We run on Azure services and I'm backing up their blob storage. There doesn't seem to be anything offered directly on Azure for accomplishing this. Storage accounts offer redundancy, but not backup.
I'm looking to ways to break up a workload in a sensible fashion and didn't know if there were best practices or ideas around this. I have several hundred numbered containers, some with thousands of files in them, so the work at the rate it seems to be copying will take something like 15 days. My script is limited to running for 3 hours due to limitations in Azure's Automation environment.
I've written a script that iterates over all of the containers and blobs. I need to check if each blob exists in the backup container. If not, copy it.
The way I've broken this up is into manual groups of 40 containers, but even those groups take longer (at least on first run) than 3 hours. Additionally, this solution isn't really scalable.
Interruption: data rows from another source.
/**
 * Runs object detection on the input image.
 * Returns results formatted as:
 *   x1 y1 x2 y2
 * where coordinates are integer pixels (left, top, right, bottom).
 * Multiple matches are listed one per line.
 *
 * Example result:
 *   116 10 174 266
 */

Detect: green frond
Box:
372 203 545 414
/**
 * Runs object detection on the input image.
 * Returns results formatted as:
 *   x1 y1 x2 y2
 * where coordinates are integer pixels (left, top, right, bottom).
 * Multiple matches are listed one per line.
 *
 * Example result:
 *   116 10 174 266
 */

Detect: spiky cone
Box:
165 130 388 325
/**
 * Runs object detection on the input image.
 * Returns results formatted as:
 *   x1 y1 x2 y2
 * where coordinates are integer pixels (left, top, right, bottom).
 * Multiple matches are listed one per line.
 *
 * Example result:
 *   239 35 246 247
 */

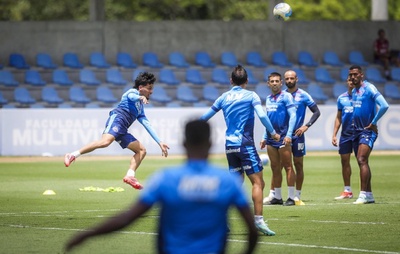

We add customers all the time, I don't want to have to manually maintain the lists.
Since the containers are numbered, I've considered some sort of modulus division for breaking up the workload, I could do that as 10 different jobs, this is gross, but doable, but probably will break on a not too long timescale once we have enough activity to slow things down.
Was wondering if others have run into similar problems and if there are other ways I might chop this up.
Finally, I could just move all of this to a VM and run the workload from there, but I was biasing towards using the available platform functionality.